Antara Gorong-Gorong Dengan Keutuhan Bangsa, Lebih Penting Mana?

Jakarta,KPonline – Saya ingin mengutip sahabat saya Jansen Sitindaon yang selama ini aktif menulis artikel-artikel kepublik sebagai pencerahan, tadi malam saat sebuah diskusi dengan logat khas Bataknya yang kental menyatakan : “Lampu Republik ini hampir padam, harinya sudah senja dan menjelang malam.” Pernyataan tersebut terlontar dan mengalir deras melihat situasi sekarang diantara perang Lilin dengan Obor yang keduanya adalah simbol penerangan alternatif dan penerangan tradisional.

Ada makna yang sarat yang saya dapati dari ungkapan tersebut. Saya mencoba menggunakan nalar saya untuk mengartikan kalimat pendek itu bahwa bangsa ini sedang kehilangan pemimpin, bangsa ini sedang kehilangan cahaya dan bahkan menuju kegelapan. Sementara para pemimpin pemegang pelita bangsa menghilang entah kemana seolah sedang tidak perduli dengan apa yang terjadi atau mungkin merasa semua baik-baik saja dan tidak ada masalah

Bacaan Lainnya

Memang tergantung kapasitas pemahaman dan cara pandang setiap orang untuk menyikapi keadaan ini. Namun bagi kami, saya sepakat bahwa saat ini bangsa kita sedang kritis dan berada diujung bibir kegelapan kebangsaan.

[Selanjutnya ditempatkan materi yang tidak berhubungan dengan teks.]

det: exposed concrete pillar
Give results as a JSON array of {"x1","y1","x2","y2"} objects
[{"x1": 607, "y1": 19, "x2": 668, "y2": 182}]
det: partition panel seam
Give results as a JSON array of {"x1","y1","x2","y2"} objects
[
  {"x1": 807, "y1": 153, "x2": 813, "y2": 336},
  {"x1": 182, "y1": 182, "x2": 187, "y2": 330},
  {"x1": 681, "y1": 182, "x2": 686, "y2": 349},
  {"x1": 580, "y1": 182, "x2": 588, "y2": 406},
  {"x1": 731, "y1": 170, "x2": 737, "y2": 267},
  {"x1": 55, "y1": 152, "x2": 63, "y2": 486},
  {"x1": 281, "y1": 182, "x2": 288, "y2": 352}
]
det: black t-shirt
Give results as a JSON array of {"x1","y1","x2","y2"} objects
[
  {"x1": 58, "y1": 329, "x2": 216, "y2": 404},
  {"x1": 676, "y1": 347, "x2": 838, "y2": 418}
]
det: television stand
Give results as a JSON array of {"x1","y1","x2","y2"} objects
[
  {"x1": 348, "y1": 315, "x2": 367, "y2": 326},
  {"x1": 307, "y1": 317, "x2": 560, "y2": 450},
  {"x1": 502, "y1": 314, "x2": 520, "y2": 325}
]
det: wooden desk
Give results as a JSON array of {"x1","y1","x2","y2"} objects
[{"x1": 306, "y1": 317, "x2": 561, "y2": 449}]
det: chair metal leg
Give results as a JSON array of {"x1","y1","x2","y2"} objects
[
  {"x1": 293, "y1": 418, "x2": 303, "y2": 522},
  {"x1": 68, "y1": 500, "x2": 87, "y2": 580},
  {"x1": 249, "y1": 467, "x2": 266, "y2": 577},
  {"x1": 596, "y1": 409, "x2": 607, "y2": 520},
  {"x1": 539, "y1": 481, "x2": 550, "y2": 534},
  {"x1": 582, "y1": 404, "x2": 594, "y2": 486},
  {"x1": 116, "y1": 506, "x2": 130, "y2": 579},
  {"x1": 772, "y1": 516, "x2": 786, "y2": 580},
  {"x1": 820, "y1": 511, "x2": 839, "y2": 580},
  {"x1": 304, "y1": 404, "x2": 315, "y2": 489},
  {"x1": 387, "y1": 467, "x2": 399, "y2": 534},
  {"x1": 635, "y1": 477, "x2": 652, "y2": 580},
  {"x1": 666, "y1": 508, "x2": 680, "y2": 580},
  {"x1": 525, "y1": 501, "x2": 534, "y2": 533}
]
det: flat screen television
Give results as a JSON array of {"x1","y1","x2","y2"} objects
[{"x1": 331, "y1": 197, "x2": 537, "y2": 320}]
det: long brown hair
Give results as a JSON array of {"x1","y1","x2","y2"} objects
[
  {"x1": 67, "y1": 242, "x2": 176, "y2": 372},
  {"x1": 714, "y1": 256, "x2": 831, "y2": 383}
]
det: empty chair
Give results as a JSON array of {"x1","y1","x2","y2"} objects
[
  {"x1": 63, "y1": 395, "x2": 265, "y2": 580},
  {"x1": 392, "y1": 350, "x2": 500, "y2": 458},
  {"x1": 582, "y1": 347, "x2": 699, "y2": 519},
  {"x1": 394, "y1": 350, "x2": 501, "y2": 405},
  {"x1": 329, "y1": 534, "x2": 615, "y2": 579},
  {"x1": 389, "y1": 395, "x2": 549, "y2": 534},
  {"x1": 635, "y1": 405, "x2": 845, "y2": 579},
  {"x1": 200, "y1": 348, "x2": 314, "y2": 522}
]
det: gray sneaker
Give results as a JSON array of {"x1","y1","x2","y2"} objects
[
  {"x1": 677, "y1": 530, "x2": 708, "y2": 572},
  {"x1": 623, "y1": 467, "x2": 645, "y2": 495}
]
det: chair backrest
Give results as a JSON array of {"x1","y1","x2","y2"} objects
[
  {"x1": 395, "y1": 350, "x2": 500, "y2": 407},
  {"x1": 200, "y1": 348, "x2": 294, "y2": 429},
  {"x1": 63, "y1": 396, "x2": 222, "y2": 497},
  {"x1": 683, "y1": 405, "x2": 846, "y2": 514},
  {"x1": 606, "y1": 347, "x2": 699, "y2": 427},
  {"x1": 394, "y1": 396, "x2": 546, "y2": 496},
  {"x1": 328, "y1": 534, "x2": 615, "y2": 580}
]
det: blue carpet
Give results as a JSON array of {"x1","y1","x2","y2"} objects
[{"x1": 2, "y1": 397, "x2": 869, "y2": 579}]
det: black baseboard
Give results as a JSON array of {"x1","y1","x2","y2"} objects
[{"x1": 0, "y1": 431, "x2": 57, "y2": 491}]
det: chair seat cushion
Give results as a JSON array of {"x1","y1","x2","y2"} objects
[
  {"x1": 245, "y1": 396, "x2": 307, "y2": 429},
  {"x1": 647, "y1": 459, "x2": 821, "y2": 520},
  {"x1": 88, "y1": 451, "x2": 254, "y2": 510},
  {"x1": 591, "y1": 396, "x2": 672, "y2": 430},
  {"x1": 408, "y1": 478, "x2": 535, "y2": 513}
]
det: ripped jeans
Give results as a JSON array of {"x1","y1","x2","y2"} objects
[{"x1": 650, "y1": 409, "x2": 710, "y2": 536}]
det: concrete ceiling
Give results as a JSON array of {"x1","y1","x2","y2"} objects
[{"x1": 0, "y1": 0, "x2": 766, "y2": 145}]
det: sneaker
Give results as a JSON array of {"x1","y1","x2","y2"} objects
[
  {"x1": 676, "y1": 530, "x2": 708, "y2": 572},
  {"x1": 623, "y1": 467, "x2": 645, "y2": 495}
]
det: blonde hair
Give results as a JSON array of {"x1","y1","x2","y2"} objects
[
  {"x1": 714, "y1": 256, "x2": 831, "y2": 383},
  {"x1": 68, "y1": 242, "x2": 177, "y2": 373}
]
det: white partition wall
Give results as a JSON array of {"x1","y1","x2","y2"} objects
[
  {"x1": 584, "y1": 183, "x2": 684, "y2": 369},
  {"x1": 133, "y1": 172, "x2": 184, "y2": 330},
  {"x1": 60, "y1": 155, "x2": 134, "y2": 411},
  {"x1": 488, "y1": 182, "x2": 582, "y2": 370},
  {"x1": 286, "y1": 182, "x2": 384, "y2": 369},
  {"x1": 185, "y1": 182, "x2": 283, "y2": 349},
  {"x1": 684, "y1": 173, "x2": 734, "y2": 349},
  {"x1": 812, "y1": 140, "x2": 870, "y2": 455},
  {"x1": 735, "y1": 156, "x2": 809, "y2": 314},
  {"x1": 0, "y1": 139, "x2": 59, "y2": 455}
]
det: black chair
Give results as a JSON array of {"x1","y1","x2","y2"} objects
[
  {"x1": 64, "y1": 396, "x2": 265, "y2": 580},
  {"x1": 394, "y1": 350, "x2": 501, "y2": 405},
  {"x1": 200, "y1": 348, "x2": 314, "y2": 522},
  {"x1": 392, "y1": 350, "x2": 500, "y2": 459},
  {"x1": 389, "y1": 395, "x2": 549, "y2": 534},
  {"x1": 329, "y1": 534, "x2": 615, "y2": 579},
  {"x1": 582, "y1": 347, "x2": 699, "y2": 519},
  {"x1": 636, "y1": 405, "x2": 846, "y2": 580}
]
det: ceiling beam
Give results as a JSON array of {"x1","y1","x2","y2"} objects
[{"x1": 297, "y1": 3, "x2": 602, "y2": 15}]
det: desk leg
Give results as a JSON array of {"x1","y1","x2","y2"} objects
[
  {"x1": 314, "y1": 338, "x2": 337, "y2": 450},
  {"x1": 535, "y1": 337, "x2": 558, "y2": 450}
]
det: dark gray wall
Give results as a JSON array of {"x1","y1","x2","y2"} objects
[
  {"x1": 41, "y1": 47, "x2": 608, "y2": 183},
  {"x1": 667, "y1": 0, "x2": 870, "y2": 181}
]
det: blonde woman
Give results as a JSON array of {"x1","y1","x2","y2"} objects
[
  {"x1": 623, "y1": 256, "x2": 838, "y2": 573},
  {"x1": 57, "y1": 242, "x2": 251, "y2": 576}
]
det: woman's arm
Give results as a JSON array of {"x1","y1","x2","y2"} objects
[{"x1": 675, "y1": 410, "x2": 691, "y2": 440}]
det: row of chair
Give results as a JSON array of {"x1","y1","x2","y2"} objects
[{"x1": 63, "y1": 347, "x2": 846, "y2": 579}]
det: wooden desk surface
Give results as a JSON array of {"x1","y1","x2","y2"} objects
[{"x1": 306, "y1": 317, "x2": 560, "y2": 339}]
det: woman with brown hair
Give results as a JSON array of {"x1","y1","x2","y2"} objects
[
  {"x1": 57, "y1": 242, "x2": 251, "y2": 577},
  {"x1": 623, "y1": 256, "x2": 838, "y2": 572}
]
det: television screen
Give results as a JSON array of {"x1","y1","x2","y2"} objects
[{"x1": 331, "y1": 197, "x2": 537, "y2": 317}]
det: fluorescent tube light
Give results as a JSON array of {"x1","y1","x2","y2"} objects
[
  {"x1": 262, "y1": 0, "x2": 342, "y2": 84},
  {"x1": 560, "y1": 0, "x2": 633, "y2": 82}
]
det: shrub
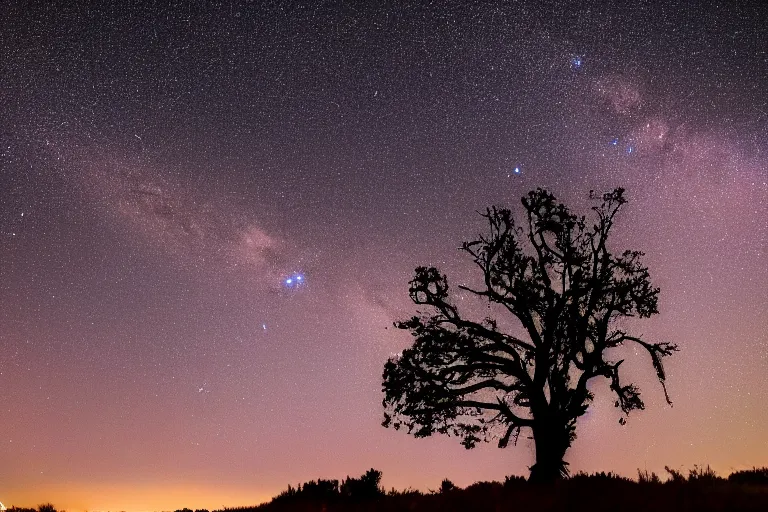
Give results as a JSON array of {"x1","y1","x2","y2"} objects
[
  {"x1": 299, "y1": 479, "x2": 340, "y2": 501},
  {"x1": 387, "y1": 487, "x2": 422, "y2": 498},
  {"x1": 688, "y1": 464, "x2": 723, "y2": 483},
  {"x1": 638, "y1": 469, "x2": 661, "y2": 484},
  {"x1": 664, "y1": 466, "x2": 686, "y2": 483},
  {"x1": 341, "y1": 468, "x2": 385, "y2": 501},
  {"x1": 439, "y1": 478, "x2": 457, "y2": 493},
  {"x1": 464, "y1": 480, "x2": 503, "y2": 493},
  {"x1": 272, "y1": 484, "x2": 299, "y2": 502},
  {"x1": 504, "y1": 474, "x2": 527, "y2": 487},
  {"x1": 728, "y1": 467, "x2": 768, "y2": 485},
  {"x1": 570, "y1": 471, "x2": 632, "y2": 483},
  {"x1": 271, "y1": 479, "x2": 340, "y2": 503}
]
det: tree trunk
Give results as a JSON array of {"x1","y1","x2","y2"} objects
[{"x1": 528, "y1": 419, "x2": 572, "y2": 483}]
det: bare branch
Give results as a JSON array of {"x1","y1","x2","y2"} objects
[{"x1": 621, "y1": 335, "x2": 679, "y2": 405}]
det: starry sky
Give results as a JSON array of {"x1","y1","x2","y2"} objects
[{"x1": 1, "y1": 1, "x2": 766, "y2": 510}]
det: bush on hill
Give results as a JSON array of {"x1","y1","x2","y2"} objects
[{"x1": 729, "y1": 467, "x2": 768, "y2": 485}]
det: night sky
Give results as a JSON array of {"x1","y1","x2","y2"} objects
[{"x1": 1, "y1": 2, "x2": 766, "y2": 510}]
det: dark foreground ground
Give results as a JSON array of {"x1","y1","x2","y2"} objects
[
  {"x1": 10, "y1": 467, "x2": 768, "y2": 512},
  {"x1": 219, "y1": 467, "x2": 768, "y2": 512}
]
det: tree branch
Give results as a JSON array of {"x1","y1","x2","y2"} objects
[{"x1": 620, "y1": 335, "x2": 678, "y2": 405}]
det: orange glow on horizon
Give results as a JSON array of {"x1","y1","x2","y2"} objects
[{"x1": 1, "y1": 482, "x2": 272, "y2": 512}]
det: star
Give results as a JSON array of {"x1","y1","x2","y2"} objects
[
  {"x1": 284, "y1": 273, "x2": 306, "y2": 289},
  {"x1": 570, "y1": 55, "x2": 584, "y2": 71}
]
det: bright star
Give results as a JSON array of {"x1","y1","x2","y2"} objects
[
  {"x1": 283, "y1": 273, "x2": 306, "y2": 289},
  {"x1": 570, "y1": 55, "x2": 584, "y2": 71}
]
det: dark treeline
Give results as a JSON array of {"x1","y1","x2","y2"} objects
[
  {"x1": 216, "y1": 466, "x2": 768, "y2": 512},
  {"x1": 9, "y1": 467, "x2": 768, "y2": 512}
]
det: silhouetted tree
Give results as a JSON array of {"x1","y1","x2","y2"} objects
[
  {"x1": 271, "y1": 479, "x2": 340, "y2": 504},
  {"x1": 297, "y1": 479, "x2": 341, "y2": 501},
  {"x1": 439, "y1": 478, "x2": 458, "y2": 493},
  {"x1": 383, "y1": 188, "x2": 678, "y2": 483},
  {"x1": 341, "y1": 468, "x2": 385, "y2": 501}
]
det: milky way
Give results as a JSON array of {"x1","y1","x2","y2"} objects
[{"x1": 1, "y1": 2, "x2": 766, "y2": 511}]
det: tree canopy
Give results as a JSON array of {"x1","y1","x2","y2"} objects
[{"x1": 382, "y1": 188, "x2": 678, "y2": 482}]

Ketika bangsa ini sedang berada dijalur menuju bangsa yang besar dengan capaian-capaian dan jalan yang disiapkan oleh pemerintahan sebelumnya, tiba-tiba bangsa ini masuk kedalam sebuah situasi yang sangat tidak baik. Kegaduhan demi kegaduhan tidak henti-hentinya terjadi sejak rejim Jokowi berkuasa. Kegaduhan internal yang berlangsung sejak awal kabinet, kemudian berubah sekarang menjadi kegaduhan diluar dan ditengah publik. Kegaduhan yang tidak seharusnya timbul andai jika kepemimpinan Jokowi tidak lemah, andai kepemimpinan Jokowi serius menyikapi masalah secara benar dan tepat. Dan tentu kegaduhan ini tidak akan terjadi andai para elit bangsa tidak saling sikut, tidak saling sepak dan tidak saling merasa satu dengan yang lain sebagai lawan politik dan lawan bisnis, serta tidak merasa yang lain bakal menjadi kompetitor politik 2019 nanti.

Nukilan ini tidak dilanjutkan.